Use non-metallic raceways or cable between them.

I did not write the rule and I do not know why it's there.
 

quogueelectric

Senior Member
iwire said:
Use non-metallic raceways or cable between them.

I did not write the rule and I do not know why it's there.
I am not trying to be a wiseguy (Imagine that) but how would this not cause a ground loop just what they are trying to eliminate?? I dont get it. This is wrong and needs to be addressed in my opinion.
 

iwire

Moderator
Staff member
quogueelectric said:
I am not trying to be a wiseguy (Imagine that) but how would this not cause a ground loop just what they are trying to eliminate?? I dont get it. This is wrong and needs to be addressed in my opinion.
There will be no 'loop' if you use non-metallic raceways, the only path will be the grounded conductor. :smile:

I have never seen the need for this but I have not seen everything.
 

76nemo

Senior Member
crossman said:
The OP said the receptacles didn't work, but still measured 119v from L to N. This does not sound like a missing SBJ at the XO terminal.
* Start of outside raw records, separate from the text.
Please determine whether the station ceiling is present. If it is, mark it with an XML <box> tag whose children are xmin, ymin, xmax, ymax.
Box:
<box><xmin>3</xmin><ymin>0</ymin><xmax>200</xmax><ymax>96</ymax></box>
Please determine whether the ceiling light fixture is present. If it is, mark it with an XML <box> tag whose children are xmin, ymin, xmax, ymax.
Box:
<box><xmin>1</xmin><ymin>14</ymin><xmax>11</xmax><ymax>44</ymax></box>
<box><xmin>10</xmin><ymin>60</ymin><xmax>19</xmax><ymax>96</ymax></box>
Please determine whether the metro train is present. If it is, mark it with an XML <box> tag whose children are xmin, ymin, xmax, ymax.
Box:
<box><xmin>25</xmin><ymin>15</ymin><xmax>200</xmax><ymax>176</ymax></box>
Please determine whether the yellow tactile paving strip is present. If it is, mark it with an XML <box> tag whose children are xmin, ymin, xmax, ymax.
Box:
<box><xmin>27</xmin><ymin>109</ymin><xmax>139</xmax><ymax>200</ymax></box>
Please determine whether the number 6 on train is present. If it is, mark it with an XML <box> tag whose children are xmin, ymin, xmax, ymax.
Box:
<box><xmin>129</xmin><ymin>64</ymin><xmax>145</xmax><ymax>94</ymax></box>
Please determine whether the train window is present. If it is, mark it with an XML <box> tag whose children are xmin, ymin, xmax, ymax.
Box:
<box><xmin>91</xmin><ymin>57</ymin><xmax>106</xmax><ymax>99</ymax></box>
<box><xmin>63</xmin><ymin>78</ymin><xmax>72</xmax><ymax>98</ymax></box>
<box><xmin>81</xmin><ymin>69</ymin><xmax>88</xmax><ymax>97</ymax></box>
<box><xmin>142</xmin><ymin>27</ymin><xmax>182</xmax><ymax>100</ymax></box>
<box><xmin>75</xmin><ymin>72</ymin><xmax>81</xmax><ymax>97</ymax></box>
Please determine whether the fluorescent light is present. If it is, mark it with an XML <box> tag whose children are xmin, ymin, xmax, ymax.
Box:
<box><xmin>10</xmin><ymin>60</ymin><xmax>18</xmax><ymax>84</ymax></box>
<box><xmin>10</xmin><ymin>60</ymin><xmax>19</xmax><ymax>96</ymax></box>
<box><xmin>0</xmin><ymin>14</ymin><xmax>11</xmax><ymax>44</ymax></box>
Sounds to me like a bad neutral connection somewhere between the xfmr and the receptacle. As someone mentioned, the 119v was an ohm's law reaction to a high impedance meter and a relatively lower impedance in series with the neutral.
Flukes T+ does not have high impedance input.
 

quogueelectric

Senior Member
iwire said:
There will be no 'loop' if you use non-metallic raceways, the only path will be the grounded conductor. :smile:

I have never seen the need for this but I have not seen everything.
Even if you could use pvc in the building which you cant due to fire code .(They allow it for the pool feeder by me) if you ground the neutral in two different locations you definitely have a ground loop. It is in fact the definition of a ground loop. The neutral should only be bonded at 1 point or else you have a ground loop.